Frankl notes, “Forces beyond your control can take away everything you possess except one thing, your freedom to choose how you will respond to the situation.”
He discusses that it takes courage to suffer–to not just numb yourself to life and your surroundings. This is the battle we all face, too, with our varying degrees of suffering. We all choose our method for coping from seemingly innocuous things like sleep and watching TV to the dangers of drugs and drunkenness. In our own way, we are all running away, rather than facing our pain with courage.
Frankl says instead of numbing ourselves, we need to ask ourselves the hard questions:
It did not really matter what we expected from life, but rather what life expected from us. We needed to stop asking about the meaning of life, and instead to think of ourselves as those who were being questioned by life—daily and hourly. Our answer must consist, not in talk and meditation, but in right action and in right conduct. Life ultimately means taking the responsibility to find the right answer to its problems and to fulfill the tasks which it constantly sets for each individual.

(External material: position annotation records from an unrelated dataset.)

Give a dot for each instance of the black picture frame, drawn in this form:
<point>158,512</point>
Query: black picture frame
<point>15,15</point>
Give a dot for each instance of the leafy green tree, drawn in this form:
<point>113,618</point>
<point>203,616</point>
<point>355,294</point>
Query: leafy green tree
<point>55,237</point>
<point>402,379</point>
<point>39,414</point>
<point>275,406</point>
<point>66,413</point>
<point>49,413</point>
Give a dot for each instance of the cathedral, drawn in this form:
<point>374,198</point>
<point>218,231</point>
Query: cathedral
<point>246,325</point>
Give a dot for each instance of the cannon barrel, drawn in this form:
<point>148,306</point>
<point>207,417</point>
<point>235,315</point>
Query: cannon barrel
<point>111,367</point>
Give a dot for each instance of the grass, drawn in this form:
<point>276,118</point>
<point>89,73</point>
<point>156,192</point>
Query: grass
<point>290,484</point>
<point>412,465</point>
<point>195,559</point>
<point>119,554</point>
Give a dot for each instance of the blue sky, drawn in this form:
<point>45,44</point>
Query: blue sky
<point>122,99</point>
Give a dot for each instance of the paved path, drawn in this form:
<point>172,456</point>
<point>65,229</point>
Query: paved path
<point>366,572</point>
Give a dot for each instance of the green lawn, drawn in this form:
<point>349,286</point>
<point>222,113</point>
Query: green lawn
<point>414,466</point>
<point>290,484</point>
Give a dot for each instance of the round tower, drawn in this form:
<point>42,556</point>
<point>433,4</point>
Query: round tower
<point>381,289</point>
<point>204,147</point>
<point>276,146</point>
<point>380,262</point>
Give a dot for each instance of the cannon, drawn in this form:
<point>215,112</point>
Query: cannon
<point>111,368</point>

It is in this moment that we who have suffered much or suffered little are no longer victims. He spoke these same words to his fellow prisoners in the concentration camps. These very words inspired them and gave them back control over their lives. Suffering had been dealt to them–the question was now what they would do with it. They were empowered to stand with dignity and suffer courageously without backing down.
These are the true heroes of the world, and we must look to them to learn how to suffer. And learn we must because, like it or not, there is no avoiding the suffering of this world.
All Life Includes Suffering
M. Scott Peck in his book The Road Less Traveled explains:
Life is difficult. This is a great truth, one of the greatest truths. It is a great truth because once we truly see this truth, we transcend it. Once we truly know that life is difficult-once we truly understand and accept it-then life is no longer difficult. Because once it is accepted, the fact that life is difficult no longer matters.
We spend a great deal of time and energy trying to convince ourselves that life isn’t or shouldn’t be difficult. We peruse Instagram and Facebook and are convinced we are the only ones who aren’t living the dream life. We fear that we are missing out. This lie is the one tempts me to walk away from social media. We are not okay. We all hurt. We all struggle.
We Must Choose
We must decide what we are going to do with this strange life we have been given. God does not make promises of ease, only of His presence. It is His presence that gives us the courage to suffer with dignity and hope. Because He lives, I know I can face tomorrow, the chorus goes.
It’s not just for us. As parents, we have a job to help our kids learn how to suffer. This doesn’t mean of course that we intentionally harm them. Life is hard enough–none of us is smart enough, good-looking enough, or strong enough. We must help them learn not to numb the pain, but to stand like Job did and be questioned. We need to empower them to cry and hurt and still get up with confidence. This is the gift of suffering in dignity.
It’s not about comparing hurts like our culture wants to do. Instead, it’s about deciding how we will respond to the hurts that come no matter who we are. Choosing to be brave helps us model the Proverbs 31 woman who “ is clothed with strength and dignity, and she laughs without fear of the future” Proverbs 31:25 NLT). Once we see that suffering has dignity, we won’t fear it anymore.